Since Rachel Kroll wrote about "make before break" recently, the phrase has been on my mind. Rachel's article is a great example of why I am working towards a transactional API and user interface for IP Register.

More generally, make-before-break is a fundamental safety technique (try Go Ape to see it in another context) and it's a core part of the way I go about things. It's why I check web servers work before changing the DNS and why I play tricks with redirects to provision Let's Encrypt certificates before a web server goes live.

This afternoon's work was a series of configuration changes that were planned, tested, and put into production. By keeping the dependencies in mind and following the make-before-break rule, I could do it without booking downtime in an out-of-hours at-risk period.

High level plan

The "bad quick-and-dirty hack" was to use our hidden primary server as a zone transfer relay/fanout server for a third-party vendor RPZ block list. This violated our security principle that the primary server should not talk to the outside world. An appallingly bad choice, driven (if I remember correctly) by the limited length of the ACL the vendor would allow (smaller than our outward-facing DNS server clusters) and because I had not yet developed a plan for separate zone transfer relay servers.
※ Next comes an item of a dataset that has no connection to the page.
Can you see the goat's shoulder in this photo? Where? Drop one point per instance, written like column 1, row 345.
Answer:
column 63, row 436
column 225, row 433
The most difficult part of the reshuffle plan was to change the service architecture to add these zone transfer relay servers. Although I sketched out the idea a year ago, I did not really start planning how to get there from here until now. This afternoon was the smallest possible first step.

Since the new RPZ feeds will work basically the same as our existing feed, fixing the "bad quick-and-dirty hack" by taking a small step towards separate zone transfer relay servers also solves the immediate need.

The zone transfer servers are going to take over the IPv4 addresses currently used by auth0.dns and auth1.dns since there are lots of other people with configurations that have those addresses wired in for zone transfers, and rather than creating work for others, it's comparatively easy for me to change a few glue records.

Low level process

Our DNS server configuration has a static part provisioned by Ansible; and a dynamic part provisioned from our database back-ends and a simplified configuration file. On an orthogonal axis are the different flavours of server: authoritative, recursive, hidden primary, and (embryonic) zone transfer servers.

The work went roughly as follows. Each point was a plan / code / test / deploy cycle.

  • Prepare ACLs in static config

    There was some accumulated cruft that needed cleaning up, but the significant parts were to add zone transfer source declarations (masters clauses in BIND configuration files) for the new RPZ provider and for the embryonic zone transfer servers.

    PREP: add new as-yet-unused config clauses

  • Create new dynamic config for zone transfer servers

    We're turning auth servers into xfer servers so this was just the tiniest necessary difference: xfer servers relay the RPZ block lists, but auth servers don't.

    NEEDS: not actually any of the new static config clauses, because the new RPZ block lists are not quite ready

    PREP: new as-yet-unused config file

  • Create new static config for xfer servers

    Again the tiniest necessary difference.

    NEEDS: the dynamic config from the previous step

    PREP: new as-yet-unused config file

  • Add auth0 and auth1 to RPZ vendor ACL

    PREP: they need to be able to get the zones!

  • Reconfigure auth0 and auth1 to use xfer config

    Still acting as auth servers because the config has hardly diverged at all.

    NEEDS: the looser ACLs from the previous step

    NEEDS: the config from the two steps before that

    MAKE: zone transfer servers can now relay RPZ block lists

  • Reconfigure recursive servers

    Get RPZ block lists from auth0 / auth1 (future zone transfer relay servers) instead of hidden primary. A user-facing change so always needs extra care and attention.

    NEEDS: static config from first step

    NEEDS: RPZ block lists on xfer servers from previous step

    FLIP: from old hotness to new and busted

  • Fix zone transfers for RPZ block lists

    By mistake the auth/xfer servers were getting the RPZ block lists from our hidden primary not direcly from the vendor, because that's what our recursive servers used to do. This kind of latent bug is why you double-check before removing things that are not supposed to be used any more...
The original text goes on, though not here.